ISSN: 1391 - 0531
Sunday December 30, 2007
Vol. 42 - No 31
News  

SriLankan in storm over Hill

~ Top Emirates officials here for make-or-break talks

With his work visa revoked, Emirates appointed SriLankan Airlines CEO Peter Hill took wing to Dubai on Thursday beating the government deadline for him to leave the country by one day, but the battle seems far from over with his parent airline said to be resorting to legal avenues to obtain redress.

When The Sunday Times contacted Mr. Hill on Friday in Dubai and asked him whether it was true that the Emirates airline had served a letter of demand on the government of Sri Lanka through a leading local legal firm, he said he was not aware of what action his parent firm was taking over his expulsion and requested us to contact the Emirates management there. But we were unable to do so due to Friday being a holiday in that Islamic nation.

Mr. Hill who is married to a Sri Lankan has a luxury bungalow at Kotte with a swimming pool. Asked whether he had not tried to obtain an ordinary resident visa in Sri Lanka because of his personal stakes in this country, he said he had so far not done so. The Emirates Airlines President has already announced that despite the revocation of his work visa by the Sri Lankan government, Mr. Hill would continue to serve as SriLankan CEO from Dubai till the management contract ran out in March.

Meanwhile, the national carrier is said to be suffering a severe brain drain due to unprecedented cost cutting exercises introduced in recent months. Its future is now in doubt with public acrimony breaking out between the Government and Emirates over the refusal of SriLankan to provide seats to the Presidential entourage to return from London early this month.

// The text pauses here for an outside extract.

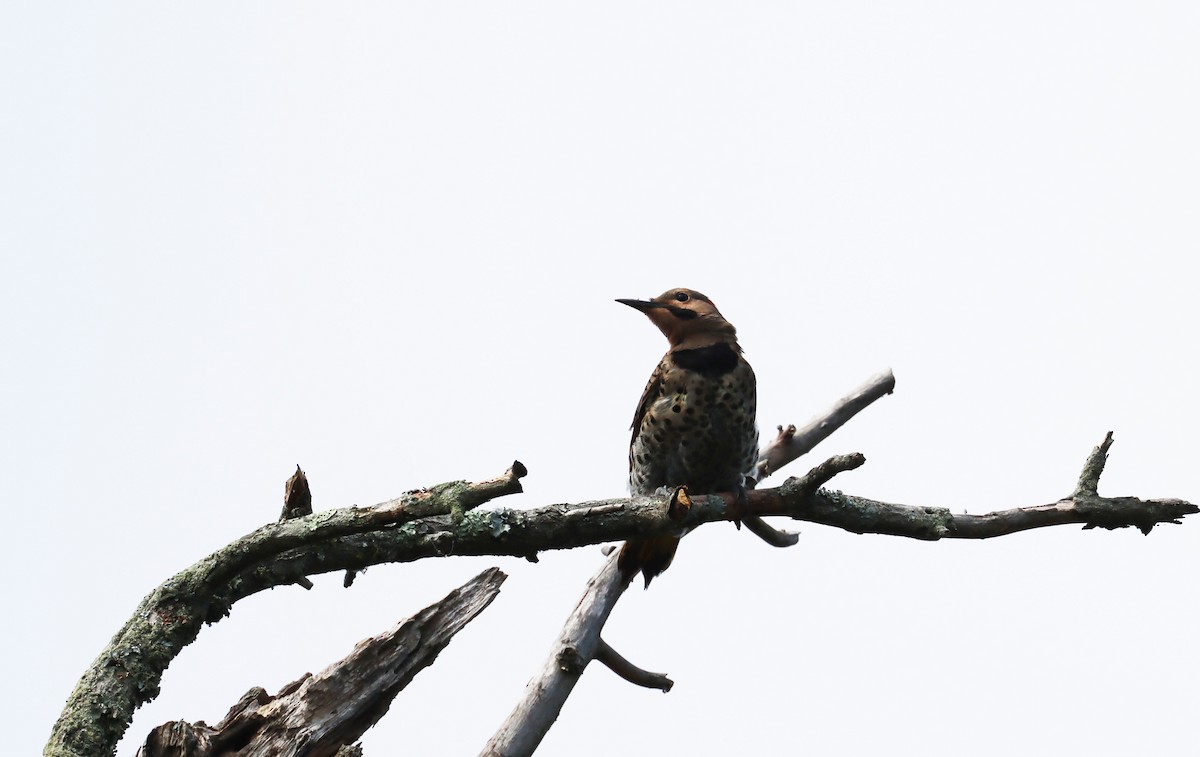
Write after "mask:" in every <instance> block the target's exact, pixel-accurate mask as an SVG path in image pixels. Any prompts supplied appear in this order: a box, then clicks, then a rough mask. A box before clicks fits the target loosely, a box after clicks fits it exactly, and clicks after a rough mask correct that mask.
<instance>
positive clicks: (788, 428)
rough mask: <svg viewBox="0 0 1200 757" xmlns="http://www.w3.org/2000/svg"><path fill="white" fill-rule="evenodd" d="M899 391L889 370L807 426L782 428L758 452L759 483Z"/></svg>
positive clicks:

This was after President Mahinda Rajapaksa attended as the Chief Guest at the passing out parade of his son Yoshitha from the Royal Naval College at Dartmouth. Following this incident the government retaliated by revoking the work permit of the CEO. In the last two months alone, insiders reveal that at least 14 pilots and ten engineers have resigned from the airline and at least five more engineers and ten more pilots are scheduled to leave in the coming weeks.

In addition, there is a general exodus among other skilled cadres as well. They are being snapped up by the fast expanding airline industry in the subcontinent and West Asia. Emirates Airlines President Tim Clark and Director Garry Chapman too are due in Colombo on Wednesday for what some aviation sources term as break-or-make talks with the Sri Lankan government on the renewal of its existing ten-year management contract scheduled to expire in March and the issues arising from Mr. Hill’s effective expulsion.Many have pointed out that the existing contract is highly disadvantageous to Sri Lanka and the opposition UNP came to power in 2001 vowing to renegotiate the contract, but it soon backed down when Tim Clark insisted that “a deal is a deal”. There is some speculation whether the reverse UNP decision came after some key people enjoyed some Arabian nights in Dubai.

Though the Emirates management of SriLankan has been crowing about how they managed the airline without a single cent from the Sri Lankan Treasury since they assumed the management of the airline and how they even returned profits in most of those years, critics counter these arguments by simply pointing out that they had achieved such results by selling the national carriers own aircraft.

At the time of the privatization SriLankan owned nine aircraft, including five nearly new Airbus aircraft. It now owns just one aircraft, while all others are leased from other airlines. Critics claimed that at the time of the privatization the airline had already been turned around and was earning profits under the stewardship of Chairman Harry Jayawardena.

They said it was not the Emirates that should be punished, but the so-called Sri Lankan experts and Treasury big shots who negotiated the lopsided agreement to the disadvantage of the country.“There are so many hidden disadvantageous clauses which are not in the main body of the contract and one such clause stipulates that if at the end of March the Government does not buy back the 43.6 per cent stake in SriLankan held by the Emirates it automatically gets to manage the airline for a further five years”, they alleged.

There was speculation yesterday that Mr. Jayawardena who continues to be the government-appointed Chairman since privatization might himself bid for the airline if the existing management contract with the Emirates is not renewed. But it is alleged that Mr. Jayawardena who has benefited by the airline throwing several hundred million rupees worth of insurance business to his firm, Sri Lankan Insurance, each year has generally ignored any wrongdoings by the Emirates management. Mr. Jayawardena who has been abroad in recent days was due back in Colombo over the weekend.

Prior to crucial talks with Tim Clark, President Rajapaksa has summoned a meeting with the national carrier’s powerful Pilots Guild on Monday. In recent months with government appointed directors and the Treasury keeping mum it is the pilots who have been blowing the whistle on alleged crony management practices of top managers of the national carrier.